The idea behind the encoding can also be used for other forms of data. I’ve tried music
and a Mario level:
Evidently I can use it to make content for some nice tweets. But is the method actually useful? For this I need external validation.
There are two major examples of external use. One is the a game studio that I’ve been working with, who are using the method for elements of procedural generation in an upcoming game. The game has a sci-fi setting, with the quantum method here injecting a genuine flavor of science into their fiction.
The other is that the artist Libby Heaney used some of these ideas as the starting point for some of her own art.
The fact that the results emerge from quantum software is something that is highlighted in both these use cases. There is some form of what I call ‘algorithmic provenance’ going on here: It is important to the user that these results originate from the quantum region of algorithm space, and aren’t just sparkling linear algebra.

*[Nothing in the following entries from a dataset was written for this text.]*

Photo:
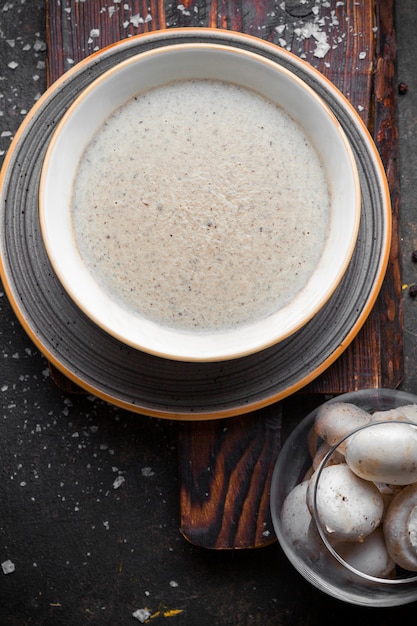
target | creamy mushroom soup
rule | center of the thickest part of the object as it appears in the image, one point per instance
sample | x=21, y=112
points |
x=201, y=205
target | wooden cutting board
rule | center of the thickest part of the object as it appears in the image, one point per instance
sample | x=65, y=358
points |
x=226, y=465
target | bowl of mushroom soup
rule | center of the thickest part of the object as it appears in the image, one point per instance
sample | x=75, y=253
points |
x=199, y=202
x=344, y=497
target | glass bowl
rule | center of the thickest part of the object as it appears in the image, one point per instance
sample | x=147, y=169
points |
x=320, y=555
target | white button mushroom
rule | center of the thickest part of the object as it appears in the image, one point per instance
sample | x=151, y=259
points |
x=370, y=556
x=335, y=458
x=348, y=507
x=384, y=453
x=400, y=528
x=401, y=413
x=335, y=420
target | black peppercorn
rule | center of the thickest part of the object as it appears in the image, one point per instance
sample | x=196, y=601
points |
x=402, y=88
x=412, y=290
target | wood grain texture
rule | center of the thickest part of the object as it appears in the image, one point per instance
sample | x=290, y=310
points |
x=226, y=466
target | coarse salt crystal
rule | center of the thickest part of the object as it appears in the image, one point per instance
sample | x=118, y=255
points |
x=8, y=567
x=142, y=615
x=118, y=482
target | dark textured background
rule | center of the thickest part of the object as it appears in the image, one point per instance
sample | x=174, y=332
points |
x=84, y=551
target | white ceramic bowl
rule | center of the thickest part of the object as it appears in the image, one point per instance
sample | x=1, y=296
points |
x=155, y=68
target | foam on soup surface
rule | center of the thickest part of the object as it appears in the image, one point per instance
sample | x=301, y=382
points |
x=201, y=205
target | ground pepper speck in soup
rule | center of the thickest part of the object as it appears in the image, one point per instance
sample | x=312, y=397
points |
x=200, y=204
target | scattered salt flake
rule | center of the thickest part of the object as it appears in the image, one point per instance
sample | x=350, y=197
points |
x=142, y=615
x=8, y=567
x=118, y=482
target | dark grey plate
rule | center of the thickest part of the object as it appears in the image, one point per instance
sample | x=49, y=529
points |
x=149, y=384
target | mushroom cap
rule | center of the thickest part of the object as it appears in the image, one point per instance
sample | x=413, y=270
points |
x=369, y=556
x=297, y=523
x=400, y=528
x=335, y=420
x=348, y=507
x=384, y=453
x=407, y=413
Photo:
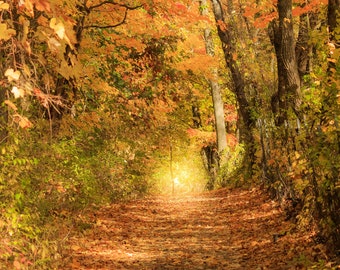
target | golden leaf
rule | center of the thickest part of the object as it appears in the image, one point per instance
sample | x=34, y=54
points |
x=17, y=92
x=4, y=6
x=6, y=33
x=11, y=105
x=12, y=75
x=58, y=28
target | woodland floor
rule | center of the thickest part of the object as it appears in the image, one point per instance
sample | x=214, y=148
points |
x=226, y=229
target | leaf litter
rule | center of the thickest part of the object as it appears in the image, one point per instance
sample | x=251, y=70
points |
x=224, y=229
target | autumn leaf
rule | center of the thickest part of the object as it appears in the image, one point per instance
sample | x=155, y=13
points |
x=5, y=33
x=12, y=75
x=42, y=5
x=4, y=6
x=18, y=92
x=58, y=28
x=22, y=121
x=11, y=105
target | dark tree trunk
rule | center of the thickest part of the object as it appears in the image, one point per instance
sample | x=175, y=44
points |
x=282, y=35
x=229, y=48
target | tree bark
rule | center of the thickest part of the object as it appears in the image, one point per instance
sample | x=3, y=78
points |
x=221, y=136
x=228, y=40
x=289, y=89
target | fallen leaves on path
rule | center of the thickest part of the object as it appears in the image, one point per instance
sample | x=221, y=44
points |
x=227, y=229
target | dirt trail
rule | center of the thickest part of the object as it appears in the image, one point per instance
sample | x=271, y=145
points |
x=228, y=229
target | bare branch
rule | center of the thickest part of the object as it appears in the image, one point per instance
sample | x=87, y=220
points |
x=108, y=26
x=127, y=7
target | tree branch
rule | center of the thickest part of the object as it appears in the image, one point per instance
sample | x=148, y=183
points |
x=127, y=7
x=108, y=26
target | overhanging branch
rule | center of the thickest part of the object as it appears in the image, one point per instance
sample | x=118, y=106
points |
x=108, y=2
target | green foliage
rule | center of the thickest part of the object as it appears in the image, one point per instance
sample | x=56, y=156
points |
x=230, y=173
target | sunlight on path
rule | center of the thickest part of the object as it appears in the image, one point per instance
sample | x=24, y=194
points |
x=221, y=230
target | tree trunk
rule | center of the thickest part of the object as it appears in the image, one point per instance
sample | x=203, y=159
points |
x=228, y=40
x=218, y=103
x=289, y=90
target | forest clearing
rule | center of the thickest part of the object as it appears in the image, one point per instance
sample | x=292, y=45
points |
x=113, y=113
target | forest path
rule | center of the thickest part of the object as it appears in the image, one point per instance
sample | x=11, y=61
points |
x=226, y=229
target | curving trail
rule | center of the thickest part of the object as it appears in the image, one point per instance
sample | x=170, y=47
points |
x=227, y=229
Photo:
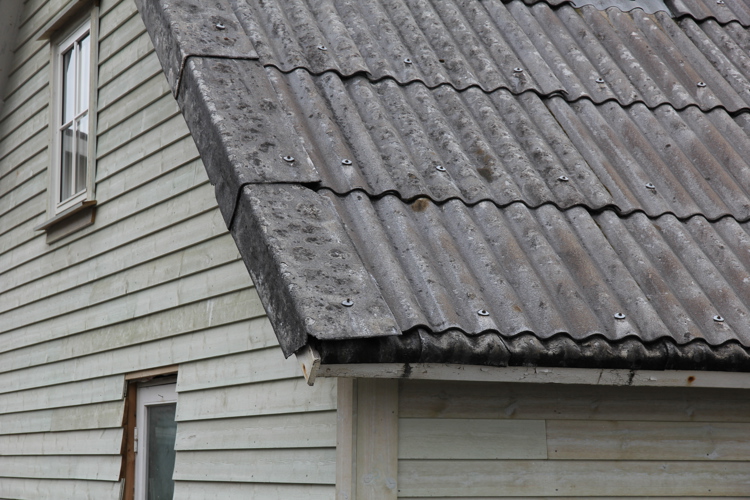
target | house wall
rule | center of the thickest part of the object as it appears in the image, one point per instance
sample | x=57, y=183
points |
x=489, y=440
x=156, y=281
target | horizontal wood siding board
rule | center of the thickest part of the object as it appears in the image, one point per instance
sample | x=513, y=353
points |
x=99, y=468
x=222, y=315
x=303, y=465
x=299, y=430
x=51, y=489
x=243, y=368
x=94, y=416
x=454, y=478
x=201, y=228
x=171, y=350
x=434, y=438
x=619, y=440
x=90, y=442
x=263, y=398
x=192, y=490
x=436, y=399
x=78, y=393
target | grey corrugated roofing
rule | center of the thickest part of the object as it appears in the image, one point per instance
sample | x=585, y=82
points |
x=630, y=57
x=381, y=204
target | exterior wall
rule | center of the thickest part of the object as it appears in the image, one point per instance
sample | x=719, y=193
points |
x=464, y=440
x=156, y=281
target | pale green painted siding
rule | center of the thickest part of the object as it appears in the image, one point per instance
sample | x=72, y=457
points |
x=155, y=281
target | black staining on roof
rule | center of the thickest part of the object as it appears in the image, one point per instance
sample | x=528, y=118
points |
x=505, y=183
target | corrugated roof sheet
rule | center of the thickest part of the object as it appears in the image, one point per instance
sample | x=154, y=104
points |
x=625, y=56
x=524, y=217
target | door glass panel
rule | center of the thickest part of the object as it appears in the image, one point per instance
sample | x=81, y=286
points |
x=162, y=430
x=69, y=86
x=83, y=75
x=82, y=149
x=66, y=163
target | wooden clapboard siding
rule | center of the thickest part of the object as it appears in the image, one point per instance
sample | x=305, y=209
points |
x=502, y=440
x=50, y=489
x=243, y=491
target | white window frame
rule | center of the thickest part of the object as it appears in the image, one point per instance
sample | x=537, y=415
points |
x=149, y=395
x=56, y=204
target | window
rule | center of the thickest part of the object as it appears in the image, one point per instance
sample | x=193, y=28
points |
x=72, y=123
x=155, y=433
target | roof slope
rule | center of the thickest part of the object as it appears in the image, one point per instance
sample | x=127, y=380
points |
x=480, y=182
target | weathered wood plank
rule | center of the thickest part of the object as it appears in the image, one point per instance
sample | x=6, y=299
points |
x=471, y=439
x=160, y=272
x=298, y=430
x=100, y=468
x=172, y=238
x=244, y=368
x=192, y=490
x=618, y=440
x=434, y=399
x=125, y=58
x=263, y=398
x=59, y=489
x=95, y=416
x=228, y=278
x=168, y=351
x=304, y=466
x=377, y=439
x=454, y=478
x=90, y=442
x=121, y=37
x=223, y=316
x=79, y=393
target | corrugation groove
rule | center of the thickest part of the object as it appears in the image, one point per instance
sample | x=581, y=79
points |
x=469, y=145
x=551, y=272
x=641, y=57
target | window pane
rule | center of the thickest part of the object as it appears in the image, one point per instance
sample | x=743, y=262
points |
x=69, y=85
x=83, y=75
x=66, y=163
x=82, y=149
x=162, y=430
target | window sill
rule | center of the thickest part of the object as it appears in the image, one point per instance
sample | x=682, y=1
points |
x=68, y=221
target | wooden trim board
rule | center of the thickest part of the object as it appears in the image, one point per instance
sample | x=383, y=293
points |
x=583, y=376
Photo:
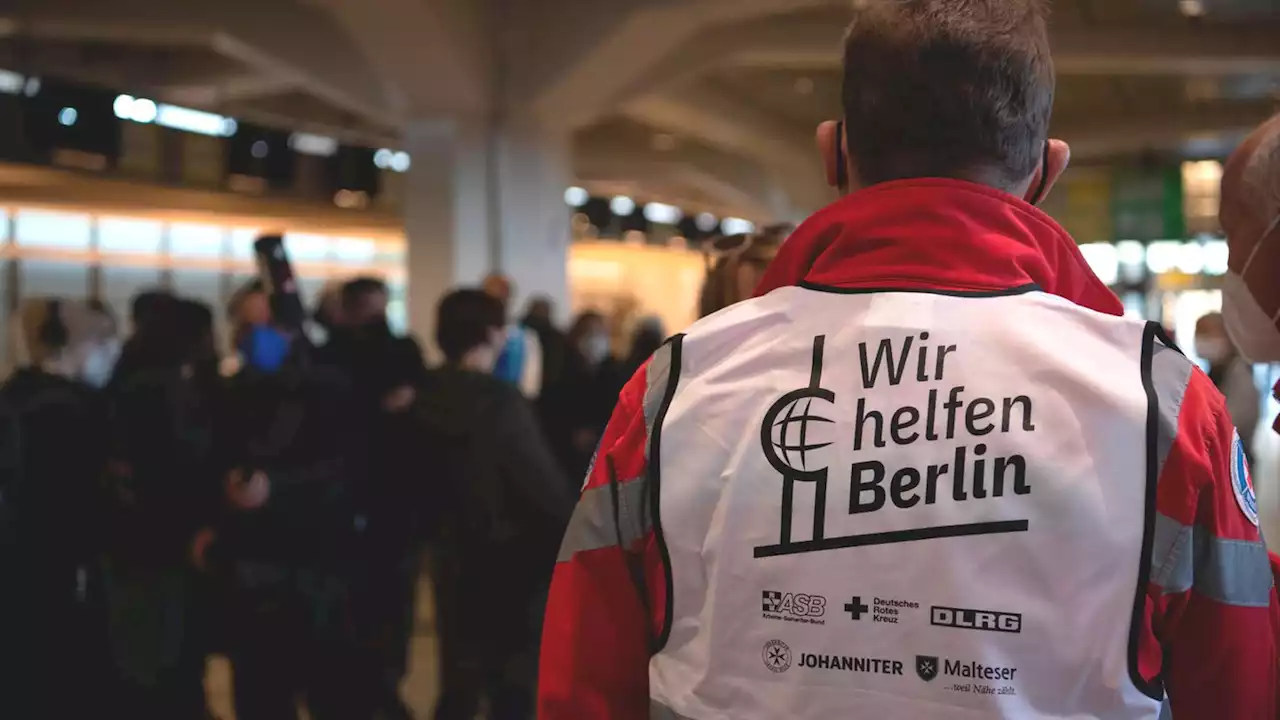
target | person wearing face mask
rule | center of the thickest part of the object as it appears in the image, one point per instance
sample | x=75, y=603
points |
x=1232, y=374
x=55, y=607
x=577, y=406
x=502, y=501
x=929, y=469
x=1251, y=217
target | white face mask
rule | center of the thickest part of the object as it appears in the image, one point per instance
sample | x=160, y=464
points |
x=100, y=363
x=1212, y=349
x=1247, y=324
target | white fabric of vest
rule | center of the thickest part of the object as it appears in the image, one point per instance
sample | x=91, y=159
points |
x=1072, y=575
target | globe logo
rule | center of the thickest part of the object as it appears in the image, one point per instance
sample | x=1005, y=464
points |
x=796, y=432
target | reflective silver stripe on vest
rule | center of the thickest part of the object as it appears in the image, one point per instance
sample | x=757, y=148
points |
x=657, y=377
x=593, y=527
x=1170, y=374
x=659, y=711
x=1235, y=573
x=1184, y=556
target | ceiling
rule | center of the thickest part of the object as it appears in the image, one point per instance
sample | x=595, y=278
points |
x=703, y=103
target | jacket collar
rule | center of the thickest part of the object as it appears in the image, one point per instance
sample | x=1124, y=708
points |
x=940, y=235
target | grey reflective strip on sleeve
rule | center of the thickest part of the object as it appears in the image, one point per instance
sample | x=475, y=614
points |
x=659, y=711
x=1185, y=556
x=1235, y=573
x=1170, y=374
x=593, y=527
x=657, y=377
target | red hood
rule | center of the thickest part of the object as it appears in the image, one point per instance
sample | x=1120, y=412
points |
x=937, y=235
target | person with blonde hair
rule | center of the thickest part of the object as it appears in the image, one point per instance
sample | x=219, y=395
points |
x=54, y=616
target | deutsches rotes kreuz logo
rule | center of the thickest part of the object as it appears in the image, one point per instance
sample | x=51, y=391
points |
x=1242, y=483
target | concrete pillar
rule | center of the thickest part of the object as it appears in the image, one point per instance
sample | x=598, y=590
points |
x=479, y=201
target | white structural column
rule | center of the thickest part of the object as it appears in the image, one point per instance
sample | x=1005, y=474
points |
x=533, y=171
x=479, y=201
x=446, y=217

This is not a sustainable feature. There won’t always be people wanting to use quantum software just because it is quantum. But it is a start, so I’ll take it. These use cases show that the quantum blur method is useful to external parties, at least to some degree.
In conclusion, the era of using quantum software to create actually useful methods for procedural generation starts now!
With this method described here, it is better to use emulation than real quantum hardware, but that will start to change soon. In fact, I’ve already used one of our biggest devices in a completely different method for PCG.
Introducing: A Quantum Procedure for Map Generation
This is the blog version of a talk to be given at the IEEE Conference on Games 2020. Each slide is followed by what I…
So expect to see me again in the future, still banging the drum of quantum computing.